The Roberts third-line control system was used almost exclusively, with only a couple using the floating bellcrank system.
Unfortunately, following construction and when fitting the ropes, the designed 5 pound weights were apparently not available, but 15 pound ex-window-sash weights were! So, three ropes were attached to just one 15 pound weight at each end – 5 pound per end per rope – right?
The result? –
An effective 30 pound arresting weight per rope instead of the designed 10. The error was eventually discovered, but only after countless models had their arrestor hooks ripped out! Even models using only their undercarriage for being arrested suffered damage.
This deck was subsequently used for many, many years until it literally rotted away.
Navy Carrier flying in the 1970’s (courtesy of Modellers Monthly)
Somebody built it! And painted it too. A worker applies the centre line stripe.
Preparing Carrier for use. Victorian Control Line Aeromodellers. Other Clubs could follow suit and enjoy this variation on Control Line.
Made in three sections, deck is transportable.

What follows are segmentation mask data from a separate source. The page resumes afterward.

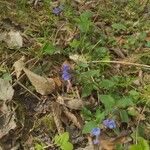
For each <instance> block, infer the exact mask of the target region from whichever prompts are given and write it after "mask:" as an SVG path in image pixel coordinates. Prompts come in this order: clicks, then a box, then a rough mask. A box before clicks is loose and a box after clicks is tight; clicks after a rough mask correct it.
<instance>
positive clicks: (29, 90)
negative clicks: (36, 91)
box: [16, 81, 42, 101]
mask: <svg viewBox="0 0 150 150" xmlns="http://www.w3.org/2000/svg"><path fill="white" fill-rule="evenodd" d="M16 83H18V84H19V85H20V86H21V87H23V88H24V89H25V90H26V91H28V92H29V93H30V94H31V95H33V96H34V97H36V98H37V99H38V100H39V101H42V100H41V99H40V98H39V97H38V96H37V95H35V94H34V93H33V92H32V91H30V90H29V89H28V88H27V87H25V86H24V85H23V84H22V83H20V82H19V81H16Z"/></svg>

Curved deck matches perimeter of circle.
The VCLA Carrier Deck was built in 1974. Construction of the Deck was instigated by Andrew Keillor who flew Carrier in England before moving to Melbourne in the early 70’s.
The Deck measured 30′ x 5′ and was constructed of hardwood and particleboard, it consisted of three 10′ x 5′ sections which made it quick to setup but heavy and cumbersome to transport.
Regular contests were run by members of CLAM through the 1970’s and were well supported. The excellent “GS” Bearcat, Corsair and Skyraider semi scale profile carrier kits which were available at the time seemed to be the most popular type of model flown, engines used were mostly HP, OS or Enya 40’s.. Interest in the event faded in the 1980’s resulting in the deck slowly rotting away.
VCLA Carrier Deck at Moorabbin Airport Oval (close to CLAM flying field)
Navy Carrier flying in the new millennium
Thirty years on and CLAMF Aerosports has decided to commence regular Navy Carrier operations once again.
Model Airplane News September 1972 states:
“Probably any flyer, from the Sunday sport to the die hard competition flyer would on occasion like to find a low pressure event in which he/she can be competitive without having to devote his/her life and fortune to achieve this end” ….
Over the years Navy Carrier has gained a reputation for spills, thrills and tumbles – truly a pilot’s event. Navy Carrier also offers enough of a flying challenge with a combination of high and low speed flying followed by a precision? ‘arrested’ landing.
Flying consists of a takeoff from the forward portion of the deck followed by high-speed flight of seven laps. After the high speed portion of the flight, the contestant slows the model and signals the low-speed of the event (seven laps). When slow flight is complete, the contestant lands the model on the aft portion of the deck so that the tail hook on the model catches one of the arresting ropes. The ropes are tied to sand bags which stop the model.
Navy Carrier forms an integral part of the Club’s ‘FUN’ strategy (F2A, F2B, F2C, F2D, FUN) in a move to promote control line flying.
CLAMF Aerosports still retains focus on FAI F2 style competition Aerosports.
CLAMF Aerosports members have constructed a state-of-the-art 8 section deck totalling 32 feet (9.75 metres) in length specifically for the event. See picture below.
The mighty HMAS Seaford
Pictured is Chief Designer and Master Craftsman – Peter Roberts
Navy Carrier deck commissioning model line-up 24th November 2007
Certification Crew – L-R Graeme Wilson, Murray Wilson, Robin Hiern, Harry Bailey – with champers!!! – and Peter Roberts.